QGG-RACE dataset is created as a subset of RACE, focusing on three types of questions: Factoid, Cloze, and Summarization. This dataset is intended to facilitate research in question generation and reading comprehension.

Source Data

Initial Data Collection and Normalization

QGG-RACE dataset is derived from RACE dataset.

Who are the source language producers?

The source language producers are the authors of the RACE dataset.

Annotations

Annotation process

The dataset is annotated with questions and their corresponding answer options.

Who are the annotators?

The annotators are the authors of the RACE dataset.

Personal and Sensitive Information

The dataset does not contain any personal or sensitive information.

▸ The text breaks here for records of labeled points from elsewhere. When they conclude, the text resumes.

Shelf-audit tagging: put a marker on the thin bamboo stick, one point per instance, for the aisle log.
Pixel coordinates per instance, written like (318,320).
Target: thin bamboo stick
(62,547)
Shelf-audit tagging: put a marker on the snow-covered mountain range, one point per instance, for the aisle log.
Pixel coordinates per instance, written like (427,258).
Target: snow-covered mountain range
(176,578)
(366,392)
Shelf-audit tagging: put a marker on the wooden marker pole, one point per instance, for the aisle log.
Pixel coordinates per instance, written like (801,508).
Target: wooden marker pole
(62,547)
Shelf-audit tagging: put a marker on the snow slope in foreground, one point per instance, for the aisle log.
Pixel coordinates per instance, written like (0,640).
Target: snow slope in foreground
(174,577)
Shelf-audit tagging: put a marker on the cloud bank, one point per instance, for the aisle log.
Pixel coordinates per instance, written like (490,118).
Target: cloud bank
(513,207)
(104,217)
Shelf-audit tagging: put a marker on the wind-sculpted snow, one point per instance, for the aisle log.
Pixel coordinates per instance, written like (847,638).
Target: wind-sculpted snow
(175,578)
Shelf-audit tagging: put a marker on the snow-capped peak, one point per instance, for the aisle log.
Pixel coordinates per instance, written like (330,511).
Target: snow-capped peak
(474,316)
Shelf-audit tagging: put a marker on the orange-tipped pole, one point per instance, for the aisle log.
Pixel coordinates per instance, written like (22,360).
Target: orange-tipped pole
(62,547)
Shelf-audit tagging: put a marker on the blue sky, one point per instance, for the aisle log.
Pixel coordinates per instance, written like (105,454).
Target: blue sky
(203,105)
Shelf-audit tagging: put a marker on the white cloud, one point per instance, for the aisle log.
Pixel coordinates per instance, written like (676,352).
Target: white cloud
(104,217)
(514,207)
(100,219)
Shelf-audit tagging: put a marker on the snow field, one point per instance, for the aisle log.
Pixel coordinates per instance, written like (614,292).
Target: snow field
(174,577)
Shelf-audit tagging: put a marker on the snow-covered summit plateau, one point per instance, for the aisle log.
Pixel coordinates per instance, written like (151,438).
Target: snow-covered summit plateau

Considerations for Using the Data

Social Impact of Dataset

The QGG-RACE dataset can be used for research in question generation and reading comprehension, leading to improvements in these fields.

Discussion of Biases

The dataset may inherit some biases from the RACE dataset as it is a subset of it.

Other Known Limitations

No other known limitations.

Additional Information

Dataset Curators

The QGG-RACE dataset is curated by the authors of the QGG-RACE dataset GitHub repository.

Licensing Information

The dataset is released under the CC BY 4.0 License .

Citation Information

No citation information is available for the QGG-RACE dataset.

Contributions

Thanks to @p208p2002 for creating the QGG-RACE dataset.